Years ago, when the cosmetics retailer Sephora asked perfumer Mark Crames to create a fragrance based on the scent of cannabis, he knew he faced a formidable challenge. He would have to capture the slightly animalistic, skunky cannabis vibe, but temper it to please the nose with notes of flowers and spice. Make it so beautiful people will spritz it on their neck and that soft spot on their wrists. Make it smell like fresh bud.
Crames went through several versions before developing a fragrance that wasn’t skunky or off-putting.
“I look at cannabis like liquor – it’s about capturing great, memorable tastes, smells and experiences,” he explained. “The first three versions we made were authentic, but you could not leave the house wearing it.”
That was 12 years ago. In the end, the perfume never made it to the shelf. Sephora said it wasn’t right for them, and later launched the Cannabis Santal line instead. Crames didn’t let the effort go to waste, though. In 2006 he released the perfume as “Cannabis Flower” under his own label, Demeter Fragrances. The fragrance has since become one of the most popular scents in the company’s product line.
Crames’ competitors have also noticed the interest in cannabis. In recent years, perfumers from chic London houses to indie L.A. experimenters have followed suit, introducing their own slant on cannabis across market segments. Their fragrances smell less like you’ve bathed in the stuff and more like there’s a small flowering cannabis plant in a room of other circling smells.
Here’s the rub with cannabis as a perfume note: you want to be able to smell it, but not too much. It has to smell distinctly cannabis – herby, fragrant and evocative – but it can never be that off-putting, rank burnt herb sometimes associated with the flower. And since perfumers in most states can’t sell commercial perfumes using actual cannabis oil – they rely on tricks of the trade to create accords mimicking the bud’s scent – creating a true cannabis perfume requires a truly complicated balancing act.
“Cannabis is the most underused aromatic essence in the natural fragrance game,” said Christi Meshell, owner and perfumer of Seattle-based House of Matriarch perfumes. Meshell’s company employs cannabis notes in its Sex Magic and Forbidden perfumes. She has a precise way of describing its effects: “It’s like drinking lemonade with your pet skunk in the middle of a pinyon pine forest as newly baled hay cures in a neighboring field.”
Demeter Fragrances owner Mark Crames is a lawyer by training and a perfumer by practice and passion. While he’s not a Master Perfumer – attaining that position requires years of training at a traditional perfume school in France – he trained his nose during his 15 years working as a fragrance distributor. Eventually his distribution business acquired a manufacturing license, and he began developing commercial fragrances of his own.
“I’m always approaching a target trying to capture what the majority of people would recognize as the thing itself, but in an idealized version,” Crames said.
In 2002 he bought Demeter, which renowned perfume artist Christopher Brosius had launched 10 years earlier.

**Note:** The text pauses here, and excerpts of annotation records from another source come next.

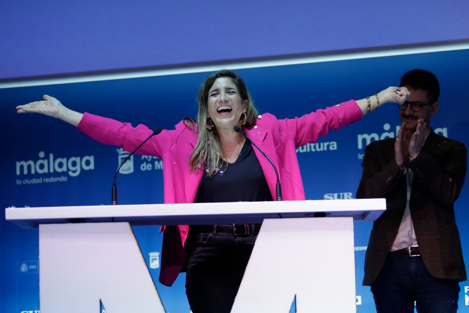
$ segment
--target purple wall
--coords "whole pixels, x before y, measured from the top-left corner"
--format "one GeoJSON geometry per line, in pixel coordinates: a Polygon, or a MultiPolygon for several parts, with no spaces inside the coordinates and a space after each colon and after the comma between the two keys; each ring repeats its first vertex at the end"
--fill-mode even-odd
{"type": "Polygon", "coordinates": [[[466,0],[0,0],[0,82],[467,39],[468,12],[466,0]]]}

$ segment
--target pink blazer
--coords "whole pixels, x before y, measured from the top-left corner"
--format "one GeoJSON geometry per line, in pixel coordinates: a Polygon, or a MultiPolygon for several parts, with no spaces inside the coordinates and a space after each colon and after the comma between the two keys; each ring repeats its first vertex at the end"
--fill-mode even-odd
{"type": "MultiPolygon", "coordinates": [[[[294,119],[277,119],[266,113],[245,130],[248,136],[272,159],[279,172],[282,195],[285,200],[305,200],[303,182],[295,149],[318,141],[329,130],[338,130],[363,116],[354,100],[319,110],[294,119]]],[[[78,130],[102,143],[120,146],[133,151],[152,131],[140,125],[128,123],[85,113],[78,130]]],[[[181,121],[173,130],[163,130],[151,138],[138,153],[158,156],[163,160],[165,203],[192,203],[196,198],[203,171],[189,170],[190,154],[197,143],[197,135],[181,121]]],[[[272,165],[255,147],[254,152],[264,172],[272,197],[275,199],[277,178],[272,165]]],[[[184,262],[184,244],[188,225],[164,227],[159,281],[171,286],[184,262]]]]}

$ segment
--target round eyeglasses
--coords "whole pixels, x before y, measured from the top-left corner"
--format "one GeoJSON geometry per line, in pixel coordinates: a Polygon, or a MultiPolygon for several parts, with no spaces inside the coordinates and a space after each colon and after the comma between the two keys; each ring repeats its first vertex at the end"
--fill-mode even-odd
{"type": "Polygon", "coordinates": [[[433,104],[434,102],[429,102],[428,103],[423,103],[419,101],[415,101],[414,102],[409,102],[408,101],[406,101],[402,104],[399,104],[397,103],[397,107],[400,110],[404,111],[406,109],[407,109],[407,106],[410,105],[410,109],[414,112],[418,112],[422,109],[422,107],[424,107],[425,105],[428,105],[429,104],[433,104]]]}

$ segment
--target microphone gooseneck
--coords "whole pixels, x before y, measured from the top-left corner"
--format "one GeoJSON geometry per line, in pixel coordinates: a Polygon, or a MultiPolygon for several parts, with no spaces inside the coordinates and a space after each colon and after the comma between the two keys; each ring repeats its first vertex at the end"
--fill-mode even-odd
{"type": "Polygon", "coordinates": [[[270,162],[270,164],[272,164],[272,166],[273,167],[273,169],[275,171],[275,175],[277,176],[277,184],[275,185],[275,187],[276,187],[276,190],[275,190],[275,191],[276,191],[276,196],[277,196],[277,201],[282,201],[282,189],[281,189],[281,188],[280,187],[280,179],[279,178],[279,172],[277,171],[277,168],[275,167],[275,164],[273,164],[273,162],[272,162],[272,160],[270,159],[270,158],[266,154],[265,154],[265,153],[263,151],[262,151],[262,150],[261,150],[260,148],[259,148],[258,147],[257,147],[257,144],[256,144],[256,143],[254,142],[253,141],[252,141],[252,140],[249,137],[248,137],[248,135],[246,135],[244,133],[244,132],[242,131],[242,130],[241,127],[240,127],[239,126],[238,126],[237,125],[236,125],[236,126],[235,126],[234,127],[233,127],[233,130],[235,132],[236,132],[236,133],[242,133],[243,135],[244,135],[244,137],[245,137],[246,138],[246,139],[248,140],[249,140],[251,142],[251,143],[252,143],[252,144],[253,144],[254,145],[254,146],[256,148],[257,148],[257,149],[259,151],[260,151],[262,154],[264,155],[264,156],[265,156],[265,157],[267,158],[267,159],[269,160],[269,162],[270,162]]]}
{"type": "Polygon", "coordinates": [[[132,151],[132,153],[130,153],[130,154],[127,156],[127,157],[126,157],[125,159],[124,159],[124,160],[123,161],[121,162],[121,164],[119,164],[119,167],[117,168],[117,170],[116,171],[115,174],[114,174],[114,181],[113,183],[112,194],[111,197],[111,202],[113,205],[115,205],[116,204],[117,204],[117,187],[116,187],[116,179],[117,178],[117,173],[119,172],[119,170],[121,169],[121,167],[124,164],[124,163],[125,163],[127,161],[127,160],[129,159],[129,158],[130,156],[133,156],[134,153],[137,152],[137,150],[140,149],[140,147],[143,146],[144,144],[149,139],[150,139],[151,138],[152,136],[154,136],[155,135],[158,135],[159,133],[161,133],[161,131],[162,130],[163,130],[161,129],[161,127],[158,127],[155,129],[155,130],[153,131],[153,133],[151,133],[151,134],[149,136],[148,138],[147,138],[145,140],[145,141],[141,143],[138,146],[138,147],[135,148],[135,149],[134,150],[134,151],[132,151]]]}

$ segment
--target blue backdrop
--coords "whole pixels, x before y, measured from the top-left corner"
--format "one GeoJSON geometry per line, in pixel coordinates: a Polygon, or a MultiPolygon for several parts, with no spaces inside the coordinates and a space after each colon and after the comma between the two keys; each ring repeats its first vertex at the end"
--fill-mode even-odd
{"type": "MultiPolygon", "coordinates": [[[[431,53],[240,70],[261,113],[293,117],[351,98],[361,99],[399,84],[405,71],[423,68],[434,72],[441,89],[440,107],[431,121],[437,133],[469,143],[469,50],[431,53]]],[[[184,116],[195,117],[195,94],[207,73],[0,90],[4,108],[0,206],[109,204],[113,176],[118,165],[117,147],[98,144],[72,126],[37,114],[18,115],[15,107],[46,94],[70,109],[151,128],[172,129],[184,116]],[[52,162],[51,162],[52,160],[52,162]],[[53,166],[51,164],[53,164],[53,166]],[[28,165],[29,164],[29,165],[28,165]],[[32,166],[34,167],[34,172],[32,166]]],[[[400,125],[395,105],[388,104],[361,121],[330,133],[318,143],[297,149],[306,198],[355,198],[361,175],[363,149],[370,140],[393,137],[400,125]],[[334,177],[329,180],[330,177],[334,177]],[[337,177],[340,178],[337,182],[337,177]]],[[[133,167],[117,179],[120,204],[163,203],[160,160],[135,156],[133,167]]],[[[464,257],[469,260],[467,186],[455,205],[464,257]]],[[[38,233],[0,223],[1,281],[0,311],[39,310],[38,233]]],[[[372,227],[355,223],[358,312],[374,312],[368,287],[361,286],[363,263],[372,227]]],[[[158,227],[134,231],[168,312],[189,312],[184,275],[173,287],[157,281],[161,235],[158,227]]],[[[71,258],[75,257],[70,256],[71,258]]],[[[73,271],[73,268],[70,268],[73,271]]],[[[333,269],[330,269],[333,270],[333,269]]],[[[340,282],[337,282],[340,293],[340,282]]],[[[469,312],[469,283],[460,284],[460,312],[469,312]]]]}

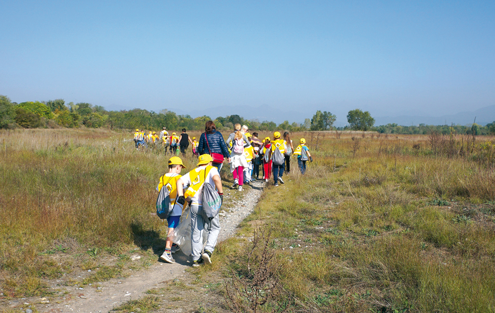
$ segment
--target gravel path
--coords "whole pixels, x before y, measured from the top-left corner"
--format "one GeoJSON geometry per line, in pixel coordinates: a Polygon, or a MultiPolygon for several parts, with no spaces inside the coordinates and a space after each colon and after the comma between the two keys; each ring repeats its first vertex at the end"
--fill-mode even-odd
{"type": "MultiPolygon", "coordinates": [[[[262,181],[254,182],[252,188],[240,200],[231,200],[228,197],[226,199],[230,200],[228,205],[226,205],[229,207],[220,213],[222,229],[219,241],[235,234],[239,224],[254,210],[263,192],[264,184],[262,181]]],[[[226,203],[228,203],[227,201],[226,203]]],[[[178,252],[174,258],[176,263],[173,264],[156,262],[147,269],[137,271],[126,278],[112,279],[103,282],[100,285],[99,290],[88,286],[83,289],[77,286],[67,287],[67,291],[75,295],[73,299],[59,304],[44,304],[42,307],[37,305],[37,309],[40,312],[50,313],[108,312],[115,306],[147,295],[144,293],[145,292],[161,287],[166,280],[184,276],[186,268],[191,266],[190,257],[178,252]]]]}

Brosius had created a catalogue of an astonishing range of scents. He exhibited his scents at the Cooper Hewitt National Design Museum’s Triennial exhibition in 2003 – the first time that the design elements of perfume construction were acknowledged in such a setting.
Crames possesses a photographic memory for the nose. He can recall scents years after he experiences them. For the past decade his nose has been the driving force behind Demeter’s fragrances, which continue to stretch the concept of what’s considered perfume.
Clean Skin, Paperback, New Baby, Laundromat, Snow, and, of course, Cannabis Flower. Reading the company’s list of perfumes is like sifting through a family album of olfaction.
Traditional perfumes are composed of top notes, middle notes, and base notes. The tops evaporate quickly, revealing the middle over time, and then the base several hours later. In that sense, cannabis can wear many hats in the perfuming world. Sometimes it acts like a sneaky top note; it can also move in and out like a middle note, or create a backdrop for other aromas like a base note.
“Any ‘big’ note presents challenges because it needs to be managed and tamed into wearability,” Crames said.
And so it is with Cannabis Flower. It’s like a haughty supporting actress – you need her to play along and do her thing, but there’s always the danger she might get too loud and steal the show.